Lord, rebuke me not in Your indignation, nor correct me in your anger…. In this life may You cleanse me and make me such that I have no need of corrective fire, which is for those who are saved, but as if by fire….For it is said, “He shall be saved, but as if by fire” (1 Cor 3:15). And because it is said, “he shall be saved,” little is thought of that fire. Yet, plainly, though we be saved by fire, that fire will be more severe than anything man can suffer in this life. (Explanations of the Psalms 37.3 – Quoted in Jurgens @ 1467)

And it is not impossible that something of the same kind [purification by fire] may take place even after this life. It is a matter that may be inquired into, and either ascertained or left doubtful, whether some believers shall pass through a kind of purgatorial fire, and in proportion as they have loved with more or less devotion the goods that perish, be less or more quickly delivered from it. (Commentary on 1 Cor 3 in the Enchiridion, 69)

St Cyprian

It is one thing, when cast into prison, not to go out thence until one has paid the uttermost farthing; another thing to instantly receive the reward of faith and courage. It is one thing, tortured by long suffering for sins, to be cleansed and long purged as by fire; another to have purged all sins by suffering [martyrdom]. It is one thing, in the end, to be in suspense till the sentence of God at the day of judgment; another to be at once crowned by the Lord(Epistle 51.20 comparing Martyrdom to purgation).

St. Thomas Aquinas

We must therefore say that the very venial sins that insinuate themselves into those who have a care for earthly things, are designated by wood, hay, and stubble. For just as these are stored in a house, without belonging to the substance of the house, and can be burnt, while the house is saved, so also venial sins are multiplied in a man, while the spiritual edifice remains, and for them, man suffers fire, either of temporal trials in this life, or of purgatory after this life, and yet he is saved for ever. (Summa, I, IIae 89.2)

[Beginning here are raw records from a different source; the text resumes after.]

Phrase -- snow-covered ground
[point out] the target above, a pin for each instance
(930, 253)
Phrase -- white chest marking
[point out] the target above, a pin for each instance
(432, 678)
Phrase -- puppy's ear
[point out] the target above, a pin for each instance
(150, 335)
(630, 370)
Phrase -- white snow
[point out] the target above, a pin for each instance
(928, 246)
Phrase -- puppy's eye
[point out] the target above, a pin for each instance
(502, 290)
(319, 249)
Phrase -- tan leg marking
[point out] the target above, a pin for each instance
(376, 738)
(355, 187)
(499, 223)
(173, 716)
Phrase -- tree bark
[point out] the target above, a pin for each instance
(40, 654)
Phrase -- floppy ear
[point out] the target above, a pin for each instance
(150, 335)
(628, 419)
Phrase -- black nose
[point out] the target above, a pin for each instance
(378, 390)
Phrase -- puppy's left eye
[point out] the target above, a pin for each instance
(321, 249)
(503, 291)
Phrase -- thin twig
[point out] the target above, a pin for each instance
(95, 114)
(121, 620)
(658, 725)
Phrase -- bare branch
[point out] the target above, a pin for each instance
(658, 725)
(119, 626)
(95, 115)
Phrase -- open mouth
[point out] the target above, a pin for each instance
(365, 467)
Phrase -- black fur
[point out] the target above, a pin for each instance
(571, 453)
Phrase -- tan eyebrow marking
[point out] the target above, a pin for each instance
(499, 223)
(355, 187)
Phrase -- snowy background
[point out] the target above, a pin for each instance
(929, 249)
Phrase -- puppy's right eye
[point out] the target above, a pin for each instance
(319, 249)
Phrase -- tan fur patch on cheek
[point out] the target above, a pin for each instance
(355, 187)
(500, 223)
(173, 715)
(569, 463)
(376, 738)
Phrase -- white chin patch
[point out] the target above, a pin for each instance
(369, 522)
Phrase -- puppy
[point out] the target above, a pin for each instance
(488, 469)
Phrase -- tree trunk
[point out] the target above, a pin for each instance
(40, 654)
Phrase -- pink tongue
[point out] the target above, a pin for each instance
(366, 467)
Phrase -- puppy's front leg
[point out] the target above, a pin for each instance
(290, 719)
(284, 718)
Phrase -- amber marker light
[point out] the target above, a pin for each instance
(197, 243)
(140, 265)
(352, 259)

The First Council of Lyons (1245)

… is granted that certain sins….are forgiven in the the future life and, since the Apostle says that, “fire will test the work of each one, of what kind it is,” and “if any man’s work burn he shall suffer loss, but he himself shall be saved, yet so as by fire” (1 Cor 3:13,15),….we indeed, calling it purgatory according to the traditions and authority of the Holy Fathers, wish in the future that it be called by that name. For in that transitory fire certainly sins, though not capital  or criminal,….are cleansed. (Lyon # 23, Denz 456)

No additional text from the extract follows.